Postado em 13/12/2017
Encerrando o Especial Negrura, que desde 1º de novembro evidenciou a presença do negro nas mais diversas expressões, o Sesc Rio Preto realizou, entre 1 e 3 de dezembro, duas atividades com foco na moda afro-brasileira. Ambas foram desenvolvidas pela designer de moda autoral Carol Barreto e pela designer de moda e especialista em moullage Cllaudia Soares. As profissionais atuam em Salvador (BA) e já produziram várias coleções em parceria.
O bate-papo “Moda Afro-brasileira, Racismo e Criação” abordou os aspectos da moda afro-brasileira. Nele, as estilistas também relataram os processos criativos das coleções que construíram em parceria e a metodologia por elas desenvolvida. A atividade embasou a construção da oficina “Afrolab: Laboratório Criativo de Moda Afro-brasileira”, que envolveu a criação e confecção de looks completos, realizada nos dias subsequentes.
Divididos em grupos, no Afrolab, os participantes criaram três looks dentro do tema “Maria Felipa e a Capoeira”, escolhido a partir das pesquisas sobre referências da cultura afro-brasileira feitas como parte da atividade. Maria Felipa de Oliveira foi uma lendária guerreira, com importante papel na luta pela Independência do Brasil na Bahia do século 19.
Os looks receberam os nomes de Iuna, Ginga e Idalina. Para quem quiser conferir de perto, as peças estão expostas em manequins, junto com seus croquis, no Espaço de Tecnologias e Artes do Sesc Rio Preto, onde ficam até o final de dezembro.
Carol Barreto é designer de moda, pesquisadora e moda ativista, professora de Estudos de Gênero e Diversidade na UFBA - Universidade Federal da Bahia. Ela foi a primeira estilista brasileira a desfilar uma coleção na Black Fashion Week Paris, em 2015, e já levou suas criações para diversos eventos internacionais. Cllaudia Soares é designer de moda, professora, consultora e pesquisadora, mestre em artes visuais pela UFBA. Ela é parceira de Carol em várias coleções, inclusive a mais recente, chamada Asè.

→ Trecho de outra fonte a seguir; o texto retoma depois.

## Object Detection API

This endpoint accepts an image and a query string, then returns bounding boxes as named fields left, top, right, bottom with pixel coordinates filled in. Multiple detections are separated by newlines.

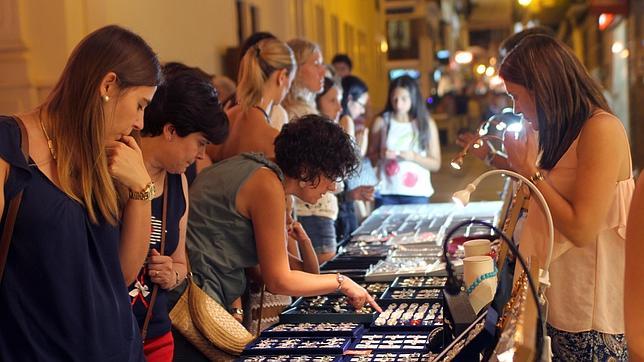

As coleções de Carol Barreto têm sido criadas com base nos fazeres artesanais do Nordeste do Brasil, transformando a passarela e a fotografia de moda num espaço de expressão de discurso identitário e de ativismo político.
“Tenho pensado uma relação entre moda e ativismo político desde os temas que pesquiso para uma coleção, mas especialmente a partir dos processos que a compõem. Os laboratórios criativos são construídos numa perspectiva horizontal, desconstruindo a hierarquia da estilista como grande criadora, como grande detentora do capital intelectual. Na última coleção, que é a coleção Asè, experimentei abrir meu processo criativo desde o croqui. Então, eu também me coloco em risco como autoria e como criadora da coleção, e o resultado disso é uma potencialização daquilo que sozinha eu jamais poderia fazer”, afirma a estilista sobre seu processo criativo.
Segundo Carol, o ativismo também está presente nos materiais que ela utiliza. “A coleção Asè foi toda produzida com materiais vistos como inferiores, porque são usados para decorar casas do Nordeste do Brasil, geralmente casas de pessoas negras e pobres, conexão que desvaloriza os materiais que estão conectados a esse contexto”, observa.
“A gente pode ver, sim, que um vestido feito de renda é alta costura, mas, se isso é uma toalha de mesa, uma cortina, a gente já subvaloriza. Então, foi exatamente a partir desses materiais: toalhas de mesa, porta-copos, pano de cobrir pão, a colcha de cama que foi do enxoval de casamento dos meus avós - que hoje têm 90 anos e ainda vivem juntos em Santo Amaro -, a partir desses materiais e vários outros elementos que foram doações e representam muito a memória afetiva das pessoas que compuseram a equipe, que a coleção Asè foi criada. Essa provocação sobre pensar moda como ativismo político está em cada detalhe, especialmente na valorização dos saberes e fazeres artesanais tradicionais do Nordeste do Brasil”, diz Carol.